2. Bibi e Romeo (on Via della Giuliana) the main draw is that this is one door away from our apartment. My husband had the filetto with balsamic vinegar reduction and it was the best he's ever had. I had pasta con vongole. (I dunno, but somehow I expected better than dried packaged spaghetti with clams, garlic, and butter, not complex, very greasy). Probably won't return....(around $90 US for one beer, one water, one salad, one primi, and one secondi).
3. Dino e Toni (on Leone IV) - admittedly not fabulous food, but a terribly fun experience. Roughly half of customers are north american, and the other half are Italians. Tony cooks and Dino brings food out. You eat what he tells you to. There was an amazing display of antipasti ranging from very very good (pizza with blue cheese and fried bites with what appeared to be a honey-cream mixture in them) to very, very sad (pizza with a glob of cold cooked spinach on it), entries - a good all'amatriciana, take a pass on the pasta with raddichio, and we got 4 or 5 desserts for the 2 of us - the granita was nice, crem caramel OK. A very good time was had by the audience. This kind of reminded me of destination eating experiences with a dinner theater. (58 E for 2 including 3 large beers and a gazillion plates).

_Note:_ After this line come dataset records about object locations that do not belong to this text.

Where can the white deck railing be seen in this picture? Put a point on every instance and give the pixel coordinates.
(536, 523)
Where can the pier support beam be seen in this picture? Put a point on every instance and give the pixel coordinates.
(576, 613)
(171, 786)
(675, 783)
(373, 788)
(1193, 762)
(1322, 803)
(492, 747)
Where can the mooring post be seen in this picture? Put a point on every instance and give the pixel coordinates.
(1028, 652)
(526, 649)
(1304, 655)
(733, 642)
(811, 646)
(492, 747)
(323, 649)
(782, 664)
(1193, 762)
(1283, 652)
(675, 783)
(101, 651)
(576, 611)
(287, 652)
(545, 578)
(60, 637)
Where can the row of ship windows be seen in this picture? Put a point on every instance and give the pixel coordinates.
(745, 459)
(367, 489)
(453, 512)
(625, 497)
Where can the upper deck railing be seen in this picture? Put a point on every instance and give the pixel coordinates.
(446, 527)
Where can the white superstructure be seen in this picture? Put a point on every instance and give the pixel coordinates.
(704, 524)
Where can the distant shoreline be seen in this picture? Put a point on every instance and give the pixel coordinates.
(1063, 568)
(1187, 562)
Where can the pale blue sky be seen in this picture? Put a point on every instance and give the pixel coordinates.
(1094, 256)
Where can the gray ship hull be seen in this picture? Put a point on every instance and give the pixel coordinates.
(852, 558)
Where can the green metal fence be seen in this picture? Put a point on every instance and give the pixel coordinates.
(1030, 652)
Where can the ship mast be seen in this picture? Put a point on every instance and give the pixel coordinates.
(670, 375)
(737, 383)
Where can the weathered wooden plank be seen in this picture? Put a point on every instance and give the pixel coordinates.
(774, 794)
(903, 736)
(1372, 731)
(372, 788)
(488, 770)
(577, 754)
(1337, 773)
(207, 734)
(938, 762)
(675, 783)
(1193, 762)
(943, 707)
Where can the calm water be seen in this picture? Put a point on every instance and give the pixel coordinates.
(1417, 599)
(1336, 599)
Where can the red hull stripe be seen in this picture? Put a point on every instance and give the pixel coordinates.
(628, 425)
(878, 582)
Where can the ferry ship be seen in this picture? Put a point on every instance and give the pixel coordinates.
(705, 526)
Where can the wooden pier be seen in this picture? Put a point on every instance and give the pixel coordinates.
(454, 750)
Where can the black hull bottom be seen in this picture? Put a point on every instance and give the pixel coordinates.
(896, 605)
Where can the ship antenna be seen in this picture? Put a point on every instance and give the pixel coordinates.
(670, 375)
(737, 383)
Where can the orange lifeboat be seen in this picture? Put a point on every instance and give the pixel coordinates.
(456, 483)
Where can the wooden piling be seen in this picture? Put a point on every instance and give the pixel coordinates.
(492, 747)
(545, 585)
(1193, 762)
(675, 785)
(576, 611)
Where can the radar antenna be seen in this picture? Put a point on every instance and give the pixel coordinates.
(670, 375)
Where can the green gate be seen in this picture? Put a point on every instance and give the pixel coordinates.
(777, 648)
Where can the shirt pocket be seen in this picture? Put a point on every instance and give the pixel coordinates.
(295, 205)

More options to come, appreciate everyone's opinion, we live in Park City, UT, so I'll try and help people out on that board.
You mean Enoteca Corsi.
As for the pasta alle vongole, it may well have been as awful as you describe, but it sounds as though you were expecting something other than the classic Roman dish. Dried spaghetti is correct (though you hope it's a good brand), and the dish, like most Roman classics, is not complex. Butter isn't standard, but many cooks often sneak a little in to make the sauce creamier, and the final product is supposed to be quite oily and is absolutely murder on your shirt. However, simple though the dish is, it is surprising hard to make well. The clams should be large and juicy (i.e., not be overcooked), and the pasta should be well-oiled, but without a puddle of grease in the bottom of your plate (of course, when the dish arrives, you have to mix it up well with your fork). There should be a strong presence of hot pepper and garlic and usually a sprinkling of parsley.
Yes, of course I mean Enoteca Corsi. Too much limoncello.
Yes, it was murder on my shirt - in addition to being a savant on Italian cooking, you have ESP!. I didn't explain the complex very well. There was no red pepper, no spiciness. When I've had this dish at a good restaurant in the states, it has the juicy clams, clam sauce, olive oil, white wine (with or without butter), but then it always has a bit of a kick from the dried red pepper. (In US tho, it is usually made from fresh pasta, I can forgive that and enjoy it with dried). This was very bland, oily, greasy, and garlicky. Just not my thing.
Fresh egg pasta? You're not likely to find that with fish in Italy. Fresh pasta served with seafood is more likely to be made with just flour and water, but those are the poorer, really traditional shapes. I would hazard a guess (unfortunately I don't have ESP, just experience) that you are going to places in the US where they are under the (mistaken) impression that fresh is always better than dried.